In the previous posts, I discussed the concept of a resistance function that shows the sensitivity of the given estimator to the low-density regions. I already showed how this function behaves for the mean, the sample median, and the Harrell-Davis median. In this post, I explore this function for the Hodges-Lehmann location estimator.
The resistance function
As was shown in the previous post, we define the function of resistance to the low-density regions as follows:
$$ R(T, n, s) = \max_{s \leq k \leq n} R(T, n, s, k), $$ $$ R(T, n, s, k) = |T(\mathbf{x}_k) - T(\mathbf{x}_{k-s})|, $$ $$ \mathbf{x}_k = \{ \underbrace{0, 0, \ldots, 0}_{k}, \underbrace{1, 1, \ldots, 1}_{n-k} \}, $$where $T$ is an estimator, $n$ is the sample size, $s$ is the number of sample values that jump from the first mode to the second one.

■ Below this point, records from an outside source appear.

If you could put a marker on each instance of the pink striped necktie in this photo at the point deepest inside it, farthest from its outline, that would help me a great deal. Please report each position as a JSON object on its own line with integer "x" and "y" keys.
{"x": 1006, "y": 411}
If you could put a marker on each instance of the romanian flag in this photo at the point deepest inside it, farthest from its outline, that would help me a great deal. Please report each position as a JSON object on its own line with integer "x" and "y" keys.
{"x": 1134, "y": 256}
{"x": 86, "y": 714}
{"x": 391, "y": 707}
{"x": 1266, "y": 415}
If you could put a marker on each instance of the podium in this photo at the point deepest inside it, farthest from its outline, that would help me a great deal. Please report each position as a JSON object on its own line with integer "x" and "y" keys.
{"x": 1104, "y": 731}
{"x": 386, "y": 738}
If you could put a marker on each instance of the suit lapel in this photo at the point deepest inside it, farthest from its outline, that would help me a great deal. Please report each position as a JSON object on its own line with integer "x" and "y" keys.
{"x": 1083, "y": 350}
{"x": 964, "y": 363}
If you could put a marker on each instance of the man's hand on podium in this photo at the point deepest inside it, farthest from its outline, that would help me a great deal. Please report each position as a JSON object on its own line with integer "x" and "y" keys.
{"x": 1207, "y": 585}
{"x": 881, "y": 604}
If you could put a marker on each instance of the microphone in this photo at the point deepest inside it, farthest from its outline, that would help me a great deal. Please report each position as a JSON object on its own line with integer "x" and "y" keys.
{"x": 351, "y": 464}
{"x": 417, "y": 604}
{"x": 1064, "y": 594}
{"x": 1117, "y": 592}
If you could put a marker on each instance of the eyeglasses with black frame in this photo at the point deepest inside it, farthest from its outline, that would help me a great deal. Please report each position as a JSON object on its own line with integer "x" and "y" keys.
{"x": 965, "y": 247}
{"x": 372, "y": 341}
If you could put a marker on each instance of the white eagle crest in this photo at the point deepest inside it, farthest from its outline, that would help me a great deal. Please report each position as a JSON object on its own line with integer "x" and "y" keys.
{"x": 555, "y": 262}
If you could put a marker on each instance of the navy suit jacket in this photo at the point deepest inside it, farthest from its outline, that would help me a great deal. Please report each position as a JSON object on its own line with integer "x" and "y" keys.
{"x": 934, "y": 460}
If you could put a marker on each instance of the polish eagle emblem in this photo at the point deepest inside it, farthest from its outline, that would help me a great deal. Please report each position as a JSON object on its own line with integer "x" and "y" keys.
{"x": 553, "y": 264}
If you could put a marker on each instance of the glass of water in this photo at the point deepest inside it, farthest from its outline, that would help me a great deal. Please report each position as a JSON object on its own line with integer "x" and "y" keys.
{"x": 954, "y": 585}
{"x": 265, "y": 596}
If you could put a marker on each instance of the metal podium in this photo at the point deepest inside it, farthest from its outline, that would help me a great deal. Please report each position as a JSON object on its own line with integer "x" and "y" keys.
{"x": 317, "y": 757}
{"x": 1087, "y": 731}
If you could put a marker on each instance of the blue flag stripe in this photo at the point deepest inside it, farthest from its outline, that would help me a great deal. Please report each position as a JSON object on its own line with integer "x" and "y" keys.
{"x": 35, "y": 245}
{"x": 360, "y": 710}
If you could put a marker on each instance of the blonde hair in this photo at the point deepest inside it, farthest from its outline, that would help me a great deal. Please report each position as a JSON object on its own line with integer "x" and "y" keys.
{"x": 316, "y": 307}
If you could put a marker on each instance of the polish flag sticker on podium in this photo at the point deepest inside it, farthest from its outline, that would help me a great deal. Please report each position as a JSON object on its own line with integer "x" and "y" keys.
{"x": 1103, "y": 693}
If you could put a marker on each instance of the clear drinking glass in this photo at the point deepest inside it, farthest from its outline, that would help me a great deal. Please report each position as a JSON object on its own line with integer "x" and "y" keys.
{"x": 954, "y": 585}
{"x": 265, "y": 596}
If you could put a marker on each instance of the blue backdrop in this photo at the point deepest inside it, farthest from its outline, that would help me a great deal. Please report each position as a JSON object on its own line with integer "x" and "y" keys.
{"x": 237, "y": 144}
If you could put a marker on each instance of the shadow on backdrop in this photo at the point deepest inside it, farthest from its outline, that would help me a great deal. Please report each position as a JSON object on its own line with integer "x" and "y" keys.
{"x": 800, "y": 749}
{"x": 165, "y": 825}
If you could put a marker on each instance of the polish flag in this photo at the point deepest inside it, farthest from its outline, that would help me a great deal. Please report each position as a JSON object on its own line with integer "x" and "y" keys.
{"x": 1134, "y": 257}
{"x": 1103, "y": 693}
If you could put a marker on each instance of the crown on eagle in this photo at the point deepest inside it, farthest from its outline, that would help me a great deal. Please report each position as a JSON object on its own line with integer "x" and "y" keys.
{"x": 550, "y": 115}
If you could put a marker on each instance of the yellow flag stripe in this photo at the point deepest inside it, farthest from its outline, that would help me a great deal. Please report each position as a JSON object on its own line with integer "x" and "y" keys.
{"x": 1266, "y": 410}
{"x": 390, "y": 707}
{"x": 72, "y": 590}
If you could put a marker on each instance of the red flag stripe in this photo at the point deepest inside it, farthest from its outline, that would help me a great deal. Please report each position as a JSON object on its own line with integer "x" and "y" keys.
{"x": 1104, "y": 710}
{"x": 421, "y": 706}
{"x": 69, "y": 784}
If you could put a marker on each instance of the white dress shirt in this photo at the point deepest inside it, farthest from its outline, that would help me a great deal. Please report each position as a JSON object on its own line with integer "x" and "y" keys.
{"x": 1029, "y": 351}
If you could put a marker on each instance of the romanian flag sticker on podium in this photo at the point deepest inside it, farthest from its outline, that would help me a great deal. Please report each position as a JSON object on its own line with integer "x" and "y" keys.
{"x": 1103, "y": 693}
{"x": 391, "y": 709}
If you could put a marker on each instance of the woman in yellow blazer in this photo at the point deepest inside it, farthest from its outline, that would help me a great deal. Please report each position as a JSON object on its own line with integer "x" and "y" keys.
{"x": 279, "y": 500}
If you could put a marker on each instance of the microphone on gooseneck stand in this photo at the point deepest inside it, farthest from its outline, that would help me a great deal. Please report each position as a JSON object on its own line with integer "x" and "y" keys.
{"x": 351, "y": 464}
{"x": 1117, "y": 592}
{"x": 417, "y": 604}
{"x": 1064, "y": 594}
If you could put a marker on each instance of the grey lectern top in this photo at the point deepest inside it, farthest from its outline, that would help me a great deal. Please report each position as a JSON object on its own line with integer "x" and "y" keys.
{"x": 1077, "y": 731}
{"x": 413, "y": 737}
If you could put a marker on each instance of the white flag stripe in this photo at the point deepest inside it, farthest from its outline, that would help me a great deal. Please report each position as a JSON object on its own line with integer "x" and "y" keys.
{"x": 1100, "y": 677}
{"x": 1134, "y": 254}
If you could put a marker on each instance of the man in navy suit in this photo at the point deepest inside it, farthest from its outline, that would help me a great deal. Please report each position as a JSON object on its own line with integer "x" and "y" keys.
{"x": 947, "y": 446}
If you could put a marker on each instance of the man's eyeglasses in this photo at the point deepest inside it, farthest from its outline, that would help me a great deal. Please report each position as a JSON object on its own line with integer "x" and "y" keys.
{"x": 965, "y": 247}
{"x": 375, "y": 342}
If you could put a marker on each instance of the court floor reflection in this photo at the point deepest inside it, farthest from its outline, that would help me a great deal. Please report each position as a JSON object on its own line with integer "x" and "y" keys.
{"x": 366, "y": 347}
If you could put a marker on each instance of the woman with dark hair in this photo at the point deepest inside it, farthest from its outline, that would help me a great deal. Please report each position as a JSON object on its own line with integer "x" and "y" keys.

Resistance of the Hodges-Lehmann location estimator
For a sample $\mathbf{x} = \{ x_1, x_2, \ldots, x_n \}$, the Hodges-Lehmann location estimator is defined as follows:
$$ \newcommand{\HL}{\operatorname{HL}} \HL(\mathbf{x}) = \underset{i < j}{\textrm{median}} \Bigg( \frac{x_i + x_j}{2} \Bigg). $$Now it’s time to build the plot of $R(T, n, s)$ that compares the mean, the sample median, and the Harrell-Davis median. In this experiment, we consider $n \leq 100$, $s \in \{1, 2, 3, 4, 5, 6\}$. Here are the plots:
As we can see, the resistance function value for the Hodges-Lehmann location estimator is $0.5$ when the sample size $n$ is sufficiently large.

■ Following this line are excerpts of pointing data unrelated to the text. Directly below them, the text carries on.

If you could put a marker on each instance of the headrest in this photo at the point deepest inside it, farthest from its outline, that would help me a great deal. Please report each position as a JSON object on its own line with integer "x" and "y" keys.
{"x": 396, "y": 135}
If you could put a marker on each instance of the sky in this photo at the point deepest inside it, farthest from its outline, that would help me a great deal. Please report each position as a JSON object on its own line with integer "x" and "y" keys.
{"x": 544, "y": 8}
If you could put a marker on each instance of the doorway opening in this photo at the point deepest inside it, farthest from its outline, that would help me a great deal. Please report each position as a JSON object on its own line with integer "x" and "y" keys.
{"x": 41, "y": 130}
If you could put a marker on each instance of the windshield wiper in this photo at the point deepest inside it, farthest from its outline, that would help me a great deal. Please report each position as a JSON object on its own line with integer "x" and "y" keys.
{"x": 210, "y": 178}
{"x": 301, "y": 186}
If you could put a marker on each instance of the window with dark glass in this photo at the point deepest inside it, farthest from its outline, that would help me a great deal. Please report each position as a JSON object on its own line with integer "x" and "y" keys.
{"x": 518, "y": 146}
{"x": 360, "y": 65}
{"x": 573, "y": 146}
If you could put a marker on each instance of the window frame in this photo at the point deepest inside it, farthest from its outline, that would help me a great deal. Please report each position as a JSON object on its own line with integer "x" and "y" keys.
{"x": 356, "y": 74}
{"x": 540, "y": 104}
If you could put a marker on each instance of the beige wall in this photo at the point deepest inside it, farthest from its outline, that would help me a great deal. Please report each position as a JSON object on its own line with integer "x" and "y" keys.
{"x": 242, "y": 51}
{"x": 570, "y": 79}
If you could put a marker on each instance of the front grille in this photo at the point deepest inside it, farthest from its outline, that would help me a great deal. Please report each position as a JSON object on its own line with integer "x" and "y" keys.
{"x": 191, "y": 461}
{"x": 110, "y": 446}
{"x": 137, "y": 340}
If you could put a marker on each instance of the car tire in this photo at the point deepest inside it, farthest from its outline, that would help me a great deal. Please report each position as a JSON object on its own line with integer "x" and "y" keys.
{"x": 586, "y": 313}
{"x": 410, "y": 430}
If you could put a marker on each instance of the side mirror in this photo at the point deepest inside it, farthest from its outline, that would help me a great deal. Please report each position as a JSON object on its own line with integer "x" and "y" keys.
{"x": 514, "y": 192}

Deep view of the Hodges-Lehmann location estimator resistance function
Now we explore how $R(\HL, n, s, k)$ depends on $k$:
As we can see, most of the $R(\HL, n, s, k)$ values are zeros expect two regions of $k$ values in which the value is $0.5$. These values correspond to the breakdown point of the Hodges-Lehmann location estimator (its asymptotic value is 29%). Thus, $R(\HL, n, s, k) = 0.5$ for the $k$ values around $0.29 \cdot n$ and $0.71 \cdot n$.
Deep view of various resistance functions
In the previous section, we got interesting plots describing $R(\HL, n, s, k)$. Now let us compare it with similar plots for other previously covered estimators (the mean, the sample median, and the Harrell-Davis median):
Compared to the sample median, the Hodges-Lehmann location estimator has two $R=0.5$ regions instead of one, but it never reaches $R=1$. Compared to the Harrell-Davis median, the Hodges-Lehmann location estimator has much higher $R(\HL, n, s) = 0.5$, but $R(\HL, n, s, k) = 0$ for the middle part of $k$ values (which is much better than the positive values of the Harrell-Davis median). Considering the extremely high Gaussian efficiency of the Hodges-Lehmann location estimator ($94\%$) and its low breakdown point ($29\%$), this estimator can be a good choice for estimating the location of multimodal distributions.